Mulheres de Ouro: as Atletas Brasileiras e a Perspectiva Interseccional nas Olimpíadas

Nas últimas décadas, o Brasil tem assistido ao crescimento da visibilidade de mulheres atletas no cenário esportivo e midiático internacional. Esse cenário é ainda mais interessante quando esta visibilidade não está associada à hipersexualização dos corpos das mulheres atletas, como comumente era visto em anos anteriores.  O ponto alto em torno dessa discussão no âmbito social foram os resultados das Olimpíadas da França deste ano.
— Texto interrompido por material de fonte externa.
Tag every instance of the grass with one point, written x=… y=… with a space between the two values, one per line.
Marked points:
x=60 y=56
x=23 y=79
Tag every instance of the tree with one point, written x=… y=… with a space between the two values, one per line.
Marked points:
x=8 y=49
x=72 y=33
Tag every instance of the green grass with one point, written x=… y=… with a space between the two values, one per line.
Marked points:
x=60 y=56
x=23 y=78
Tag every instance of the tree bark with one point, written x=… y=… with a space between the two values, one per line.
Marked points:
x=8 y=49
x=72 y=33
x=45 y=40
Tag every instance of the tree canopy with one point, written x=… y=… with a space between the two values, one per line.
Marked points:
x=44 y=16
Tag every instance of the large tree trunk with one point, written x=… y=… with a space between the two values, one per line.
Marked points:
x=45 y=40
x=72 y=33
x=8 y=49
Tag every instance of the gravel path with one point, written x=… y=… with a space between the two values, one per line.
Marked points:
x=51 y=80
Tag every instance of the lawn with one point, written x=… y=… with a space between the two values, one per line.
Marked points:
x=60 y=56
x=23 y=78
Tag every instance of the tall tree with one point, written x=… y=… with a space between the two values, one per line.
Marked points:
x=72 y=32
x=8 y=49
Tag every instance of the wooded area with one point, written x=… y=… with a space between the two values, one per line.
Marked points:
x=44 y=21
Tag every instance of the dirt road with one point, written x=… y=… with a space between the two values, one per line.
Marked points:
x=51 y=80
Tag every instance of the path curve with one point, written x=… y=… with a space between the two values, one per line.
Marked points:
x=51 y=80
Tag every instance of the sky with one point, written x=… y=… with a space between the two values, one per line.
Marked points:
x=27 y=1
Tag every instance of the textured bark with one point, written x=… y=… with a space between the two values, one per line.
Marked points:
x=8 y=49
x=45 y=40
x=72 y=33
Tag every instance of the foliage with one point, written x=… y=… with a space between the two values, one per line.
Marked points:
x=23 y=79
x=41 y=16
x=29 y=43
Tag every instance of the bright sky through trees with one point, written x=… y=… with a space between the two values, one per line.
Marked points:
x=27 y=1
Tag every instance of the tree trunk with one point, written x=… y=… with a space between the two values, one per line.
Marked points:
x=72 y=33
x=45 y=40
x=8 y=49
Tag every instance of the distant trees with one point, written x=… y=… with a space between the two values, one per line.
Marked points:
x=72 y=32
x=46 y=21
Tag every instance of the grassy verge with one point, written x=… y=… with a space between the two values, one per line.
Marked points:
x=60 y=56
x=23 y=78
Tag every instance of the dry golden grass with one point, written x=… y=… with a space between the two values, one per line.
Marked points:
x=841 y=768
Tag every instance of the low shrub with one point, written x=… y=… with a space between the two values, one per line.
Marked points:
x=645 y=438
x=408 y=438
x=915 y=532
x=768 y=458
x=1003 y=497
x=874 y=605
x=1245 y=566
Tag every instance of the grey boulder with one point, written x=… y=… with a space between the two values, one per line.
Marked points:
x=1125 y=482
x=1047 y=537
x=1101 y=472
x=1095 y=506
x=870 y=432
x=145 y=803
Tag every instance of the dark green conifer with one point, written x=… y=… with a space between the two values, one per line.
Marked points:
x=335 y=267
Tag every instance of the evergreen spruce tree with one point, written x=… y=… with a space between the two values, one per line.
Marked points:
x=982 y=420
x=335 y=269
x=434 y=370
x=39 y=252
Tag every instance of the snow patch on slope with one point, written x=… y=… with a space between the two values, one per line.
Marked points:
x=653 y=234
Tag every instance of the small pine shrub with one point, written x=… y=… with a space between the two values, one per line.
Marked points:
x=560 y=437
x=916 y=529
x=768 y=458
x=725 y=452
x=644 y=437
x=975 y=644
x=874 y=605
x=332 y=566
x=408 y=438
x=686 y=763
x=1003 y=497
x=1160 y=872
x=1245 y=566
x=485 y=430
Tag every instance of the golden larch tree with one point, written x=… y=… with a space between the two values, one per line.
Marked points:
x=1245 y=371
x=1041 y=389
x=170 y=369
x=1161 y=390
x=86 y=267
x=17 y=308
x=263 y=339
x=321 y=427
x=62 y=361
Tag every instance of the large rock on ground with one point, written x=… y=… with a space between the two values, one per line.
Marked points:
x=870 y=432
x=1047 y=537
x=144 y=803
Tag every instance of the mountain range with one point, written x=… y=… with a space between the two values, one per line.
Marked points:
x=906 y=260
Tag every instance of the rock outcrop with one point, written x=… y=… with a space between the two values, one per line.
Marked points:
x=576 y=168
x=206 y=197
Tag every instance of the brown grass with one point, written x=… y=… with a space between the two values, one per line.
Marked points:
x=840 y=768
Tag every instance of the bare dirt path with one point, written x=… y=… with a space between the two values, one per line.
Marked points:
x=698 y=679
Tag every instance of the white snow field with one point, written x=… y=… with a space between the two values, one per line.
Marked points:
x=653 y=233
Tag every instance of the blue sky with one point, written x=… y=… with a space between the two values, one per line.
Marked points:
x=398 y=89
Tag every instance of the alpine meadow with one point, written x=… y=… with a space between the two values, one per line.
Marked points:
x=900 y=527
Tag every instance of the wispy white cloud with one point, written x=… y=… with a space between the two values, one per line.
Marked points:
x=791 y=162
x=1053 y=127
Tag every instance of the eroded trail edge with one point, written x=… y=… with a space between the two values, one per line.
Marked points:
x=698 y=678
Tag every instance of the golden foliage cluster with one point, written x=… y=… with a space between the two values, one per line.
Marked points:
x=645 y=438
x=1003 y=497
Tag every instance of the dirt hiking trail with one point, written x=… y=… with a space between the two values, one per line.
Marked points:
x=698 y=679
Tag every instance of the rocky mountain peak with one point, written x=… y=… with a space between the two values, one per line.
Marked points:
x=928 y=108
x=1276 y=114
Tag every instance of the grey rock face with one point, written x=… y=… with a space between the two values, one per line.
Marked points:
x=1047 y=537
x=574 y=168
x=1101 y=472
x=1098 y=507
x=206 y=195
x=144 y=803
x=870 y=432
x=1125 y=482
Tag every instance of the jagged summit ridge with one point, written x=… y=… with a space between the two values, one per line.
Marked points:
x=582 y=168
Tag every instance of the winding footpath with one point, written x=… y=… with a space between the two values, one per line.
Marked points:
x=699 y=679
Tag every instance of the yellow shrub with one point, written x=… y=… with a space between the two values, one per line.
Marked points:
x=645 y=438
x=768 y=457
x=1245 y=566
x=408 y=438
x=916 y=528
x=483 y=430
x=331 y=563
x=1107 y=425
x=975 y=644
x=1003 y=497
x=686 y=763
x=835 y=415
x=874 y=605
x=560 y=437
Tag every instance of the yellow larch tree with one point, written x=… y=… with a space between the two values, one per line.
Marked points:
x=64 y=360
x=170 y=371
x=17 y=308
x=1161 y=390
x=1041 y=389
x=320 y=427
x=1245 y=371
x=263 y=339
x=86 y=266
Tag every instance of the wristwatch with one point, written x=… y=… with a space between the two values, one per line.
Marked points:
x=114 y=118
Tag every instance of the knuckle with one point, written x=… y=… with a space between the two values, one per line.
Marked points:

Rebeca Andrade (Ginástica), Beatriz Souza (Judô) e a dupla Duda e Ana Patrícia (Vôlei de praia) foram as únicas atletas, entre homens e mulheres, a conquistarem o pódio mais alto nesta edição dos Jogos Olímpicos. O impacto dessas conquistas vai além da quantidade de medalhas, especialmente quando observamos estas conquistas pautadas por questões de gênero, raça e classe social, refletindo a diversidade e as desigualdades que compõem o tecido social brasileiro. Ao lado dessas vitórias, surgem figuras como Rebeca Andrade, cuja ascensão como campeã olímpica e protagonista no marketing esportivo nacional que, não só simboliza o sucesso das atletas, mas também levanta um debate em torno da interseccionalidade e da trajetória de vida dessas atletas.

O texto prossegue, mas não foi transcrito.